Gilbert Moses (1942-1995) was a civil rights activist as well as an actor and a theater, motion picture, and television director. A native of Cleveland, Ohio, Moses began acting in community theater at the age of nine. Moses studied at Oberlin College and the Sorbonne. He became a staff member of the Student Non-Violent Coordinating Committee (SNCC) and, in the early 1960s, he co-founded the Free Southern Theater with fellow SNCC staff member John O'Neal. The Free Southern Theater toured the South during the 1960s, including during the Freedom Summer of 1964, when it performed the documentary play "In White America" in 16 Mississippi communities. Moses left the group after it received threats from southern whites and some members of the company were arrested. Following his involvement with the Free Southern Theater, Moses directed stage productions on and off-Broadway, winning an Obie Award for the off-Broadway production of Amiri Baraka's "Slave Ship" in 1969.  

Richard Murphy Bio

Richard Murphy was a poet and white civil rights activist in the 1960s. A graduate of Oberlin College, Murphy moved to Mississippi and worked on the Mississippi Free Press. During a Student Non-Violent Coordinating Committee demonstration in Jackson, Mississippi, on February 3, 1964, a policeman struck Murphy with his rifle.

Abstract

Moses discusses the genesis of his interest in civil rights and his plan to found and operate the Free Southern Theater. He discusses Du Bois's theory of African Americans' double-consciousness and describes the importance of "Negritude," which he characterizes as a sense of racial pride among African Americans. Moses discusses southern whites' culture and whether mob violence in the South represents the will of all southern whites. Moses and Murphy discuss whether attitudes toward race are changing among younger southerners and also considers whether better economic opportunities for poor African Americans and whites might be a necessary first step to ending racial strife. Moses also discusses sectional differences in race relations, and Murphy describes the meaning of the slogan "Freedom Now." The two discuss their experience in Jackson after a day of unrest on the Jackson State College campus.

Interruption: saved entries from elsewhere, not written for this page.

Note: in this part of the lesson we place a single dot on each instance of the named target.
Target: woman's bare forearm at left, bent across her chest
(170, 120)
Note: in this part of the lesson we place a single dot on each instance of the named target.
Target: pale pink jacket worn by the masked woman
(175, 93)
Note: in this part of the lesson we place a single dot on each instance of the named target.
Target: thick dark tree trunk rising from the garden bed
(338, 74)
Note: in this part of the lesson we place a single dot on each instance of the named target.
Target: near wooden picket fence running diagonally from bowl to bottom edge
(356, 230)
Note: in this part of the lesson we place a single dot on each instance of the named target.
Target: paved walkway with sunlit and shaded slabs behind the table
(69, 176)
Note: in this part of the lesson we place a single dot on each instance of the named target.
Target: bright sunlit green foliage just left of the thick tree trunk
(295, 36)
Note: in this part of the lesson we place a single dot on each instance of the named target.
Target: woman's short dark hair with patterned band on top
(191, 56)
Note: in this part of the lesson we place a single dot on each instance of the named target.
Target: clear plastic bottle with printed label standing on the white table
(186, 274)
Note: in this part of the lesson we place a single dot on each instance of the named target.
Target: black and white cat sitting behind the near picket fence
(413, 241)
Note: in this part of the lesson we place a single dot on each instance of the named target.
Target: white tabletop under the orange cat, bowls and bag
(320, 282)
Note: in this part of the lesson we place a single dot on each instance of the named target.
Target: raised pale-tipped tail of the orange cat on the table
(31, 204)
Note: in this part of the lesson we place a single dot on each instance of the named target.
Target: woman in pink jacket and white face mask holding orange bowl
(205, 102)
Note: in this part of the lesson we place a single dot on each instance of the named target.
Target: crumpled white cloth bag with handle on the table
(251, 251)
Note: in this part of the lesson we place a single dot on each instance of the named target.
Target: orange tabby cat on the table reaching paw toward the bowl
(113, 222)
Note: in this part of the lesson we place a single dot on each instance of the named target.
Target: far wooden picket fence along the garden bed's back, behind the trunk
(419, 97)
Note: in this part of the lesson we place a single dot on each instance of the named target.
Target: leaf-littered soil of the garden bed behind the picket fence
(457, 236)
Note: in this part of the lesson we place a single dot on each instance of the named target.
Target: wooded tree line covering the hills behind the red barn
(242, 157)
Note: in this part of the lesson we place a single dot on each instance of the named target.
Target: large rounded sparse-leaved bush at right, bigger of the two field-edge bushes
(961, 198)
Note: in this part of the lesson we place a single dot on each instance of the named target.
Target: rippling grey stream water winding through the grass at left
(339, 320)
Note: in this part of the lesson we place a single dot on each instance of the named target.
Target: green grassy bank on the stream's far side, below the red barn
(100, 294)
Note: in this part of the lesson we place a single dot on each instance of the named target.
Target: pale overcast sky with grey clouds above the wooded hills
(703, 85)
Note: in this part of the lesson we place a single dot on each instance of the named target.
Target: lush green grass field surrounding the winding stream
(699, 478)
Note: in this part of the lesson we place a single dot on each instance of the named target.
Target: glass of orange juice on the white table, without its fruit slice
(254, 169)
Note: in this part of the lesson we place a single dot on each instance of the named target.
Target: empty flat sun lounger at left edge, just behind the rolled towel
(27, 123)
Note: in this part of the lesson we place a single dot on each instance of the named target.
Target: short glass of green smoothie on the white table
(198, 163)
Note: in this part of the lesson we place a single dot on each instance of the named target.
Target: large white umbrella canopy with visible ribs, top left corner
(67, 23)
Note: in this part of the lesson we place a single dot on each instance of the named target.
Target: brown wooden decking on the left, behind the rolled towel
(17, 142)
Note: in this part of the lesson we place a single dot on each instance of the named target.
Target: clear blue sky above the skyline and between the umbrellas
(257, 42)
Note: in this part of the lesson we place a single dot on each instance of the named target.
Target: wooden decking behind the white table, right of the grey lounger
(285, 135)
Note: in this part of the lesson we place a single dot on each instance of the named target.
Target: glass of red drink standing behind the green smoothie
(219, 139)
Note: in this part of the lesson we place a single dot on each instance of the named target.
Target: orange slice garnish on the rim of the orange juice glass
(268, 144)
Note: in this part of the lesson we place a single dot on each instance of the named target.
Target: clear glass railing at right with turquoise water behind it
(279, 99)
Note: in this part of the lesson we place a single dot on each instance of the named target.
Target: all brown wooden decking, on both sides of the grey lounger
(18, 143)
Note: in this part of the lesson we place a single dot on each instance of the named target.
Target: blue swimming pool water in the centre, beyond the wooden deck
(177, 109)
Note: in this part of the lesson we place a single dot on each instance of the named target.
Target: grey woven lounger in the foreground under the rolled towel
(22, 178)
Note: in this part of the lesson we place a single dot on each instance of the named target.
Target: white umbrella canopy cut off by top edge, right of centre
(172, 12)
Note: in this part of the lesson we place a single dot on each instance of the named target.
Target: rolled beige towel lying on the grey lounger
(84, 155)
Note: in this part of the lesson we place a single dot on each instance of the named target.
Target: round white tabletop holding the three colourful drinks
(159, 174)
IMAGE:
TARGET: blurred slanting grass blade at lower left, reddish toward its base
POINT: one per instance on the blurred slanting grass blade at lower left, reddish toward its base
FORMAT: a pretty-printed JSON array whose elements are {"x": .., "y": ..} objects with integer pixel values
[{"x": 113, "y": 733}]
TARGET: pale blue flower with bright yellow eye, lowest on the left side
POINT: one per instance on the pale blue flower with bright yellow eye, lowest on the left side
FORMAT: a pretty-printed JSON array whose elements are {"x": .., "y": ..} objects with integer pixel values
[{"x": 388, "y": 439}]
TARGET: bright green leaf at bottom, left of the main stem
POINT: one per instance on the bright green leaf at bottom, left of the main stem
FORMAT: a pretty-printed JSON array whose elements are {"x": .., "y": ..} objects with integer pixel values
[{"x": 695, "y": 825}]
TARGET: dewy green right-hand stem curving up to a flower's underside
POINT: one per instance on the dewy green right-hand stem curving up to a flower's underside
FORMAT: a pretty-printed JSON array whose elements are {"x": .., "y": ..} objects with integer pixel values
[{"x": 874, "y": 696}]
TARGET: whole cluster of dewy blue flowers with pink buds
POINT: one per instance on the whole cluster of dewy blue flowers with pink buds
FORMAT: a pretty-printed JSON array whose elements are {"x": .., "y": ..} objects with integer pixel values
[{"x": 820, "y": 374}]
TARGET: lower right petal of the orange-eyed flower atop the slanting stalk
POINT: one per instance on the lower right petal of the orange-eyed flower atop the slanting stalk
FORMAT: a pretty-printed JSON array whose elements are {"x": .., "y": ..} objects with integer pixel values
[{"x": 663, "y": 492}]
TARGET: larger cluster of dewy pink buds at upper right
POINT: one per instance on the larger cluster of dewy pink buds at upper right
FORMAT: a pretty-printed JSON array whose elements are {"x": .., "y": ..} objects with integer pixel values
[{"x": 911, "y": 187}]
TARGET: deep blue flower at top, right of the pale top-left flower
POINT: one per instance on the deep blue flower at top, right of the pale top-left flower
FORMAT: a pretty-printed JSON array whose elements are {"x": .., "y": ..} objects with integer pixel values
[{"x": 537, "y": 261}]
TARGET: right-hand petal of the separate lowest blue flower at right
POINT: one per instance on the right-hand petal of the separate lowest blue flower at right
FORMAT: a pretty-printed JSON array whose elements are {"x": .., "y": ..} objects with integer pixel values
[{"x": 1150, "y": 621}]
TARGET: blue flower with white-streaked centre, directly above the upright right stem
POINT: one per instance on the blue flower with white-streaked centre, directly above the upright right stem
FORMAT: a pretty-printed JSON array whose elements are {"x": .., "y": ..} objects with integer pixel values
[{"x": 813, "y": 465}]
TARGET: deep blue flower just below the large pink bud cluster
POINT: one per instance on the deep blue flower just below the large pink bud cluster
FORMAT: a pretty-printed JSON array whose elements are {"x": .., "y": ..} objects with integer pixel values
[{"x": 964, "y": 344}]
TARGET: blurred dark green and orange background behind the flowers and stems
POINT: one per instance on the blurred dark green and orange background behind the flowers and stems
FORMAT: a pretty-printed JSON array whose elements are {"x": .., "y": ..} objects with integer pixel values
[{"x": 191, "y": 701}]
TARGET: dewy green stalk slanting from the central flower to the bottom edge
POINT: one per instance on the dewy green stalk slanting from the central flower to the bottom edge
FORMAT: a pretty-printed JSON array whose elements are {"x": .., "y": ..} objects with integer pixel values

Moses describes African Americans' stereotypes of whites and contends that the presence of white activists can sometimes make civil rights work more difficult. Moses and Murphy describe the African Americans and whites coming to the South to participate in the civil rights movement, and they discuss the effect that demonstrations in the South have had on the North, and vice versa. Moses closes the interview by describing the Free Southern Theater, his hopes for the troupe, and the usefulness of theater to the civil rights movement.